I need to find the following integral
$$\int\limits_0^{10}e^{-0.04t ~-0.001t^2}dt$$ This integral seems to "scream" for the error function, but I have never worked with the error function yet, so I have no idea how to do this. Can anyone please show me how this definite integral can be determined?
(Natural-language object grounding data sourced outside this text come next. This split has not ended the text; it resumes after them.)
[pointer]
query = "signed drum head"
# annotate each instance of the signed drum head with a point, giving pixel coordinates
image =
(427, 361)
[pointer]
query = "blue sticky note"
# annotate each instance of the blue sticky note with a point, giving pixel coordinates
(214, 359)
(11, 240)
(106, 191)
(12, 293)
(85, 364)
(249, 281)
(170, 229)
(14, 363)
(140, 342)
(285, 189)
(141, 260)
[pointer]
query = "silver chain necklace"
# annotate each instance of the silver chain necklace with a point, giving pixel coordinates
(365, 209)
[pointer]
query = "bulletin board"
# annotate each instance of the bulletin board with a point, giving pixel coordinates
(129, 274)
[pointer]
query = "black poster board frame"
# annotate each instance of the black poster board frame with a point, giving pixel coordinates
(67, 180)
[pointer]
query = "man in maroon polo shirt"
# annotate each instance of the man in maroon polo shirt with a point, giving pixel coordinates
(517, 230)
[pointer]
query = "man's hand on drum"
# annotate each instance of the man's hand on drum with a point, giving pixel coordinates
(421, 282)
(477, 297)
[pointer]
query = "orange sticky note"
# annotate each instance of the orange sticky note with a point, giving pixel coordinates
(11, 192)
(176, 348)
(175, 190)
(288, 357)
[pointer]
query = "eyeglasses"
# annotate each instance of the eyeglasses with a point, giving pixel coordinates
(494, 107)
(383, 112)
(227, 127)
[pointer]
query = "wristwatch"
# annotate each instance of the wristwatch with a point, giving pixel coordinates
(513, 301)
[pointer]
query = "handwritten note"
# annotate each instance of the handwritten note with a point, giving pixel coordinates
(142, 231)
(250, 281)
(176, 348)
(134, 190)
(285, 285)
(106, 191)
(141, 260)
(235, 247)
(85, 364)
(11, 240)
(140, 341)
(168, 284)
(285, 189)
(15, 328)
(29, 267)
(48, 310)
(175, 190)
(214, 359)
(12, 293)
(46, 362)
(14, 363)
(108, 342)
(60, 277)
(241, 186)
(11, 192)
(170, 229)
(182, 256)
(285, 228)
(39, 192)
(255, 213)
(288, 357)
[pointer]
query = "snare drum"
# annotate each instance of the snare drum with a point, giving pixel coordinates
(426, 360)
Update: After following the hints given, I have the following:
\begin{align}\int\limits_0^{10}e^{\frac{-1}{1000}(t^2+40t)}dt &= e^{\frac{400}{1000}}\int\limits_0^{10} e^{\frac{-1}{1000}(t+20)^2}dt\end{align}
Now, let $u = t+20$, then our integral changes to \begin{align*}e^{\frac{400}{1000}}\int\limits_{20}^{30}e^{\frac{-1}{1000}u^2}du\end{align*} I am stuck here though, since I only know how to use the error function of $\int_0^xe^{-at^2}dt$, which is different from what I have, since the lower limit is not zero? Please help!
Hint: complete the square in the exponent so you get $e^{(a -(b+t)^2)}$ for constants $a,b$. Pull out the $e^a$ as a multplicative constant. Do a $u$ substitution to make it $e^{-u^2}$ to match the definition of the error function.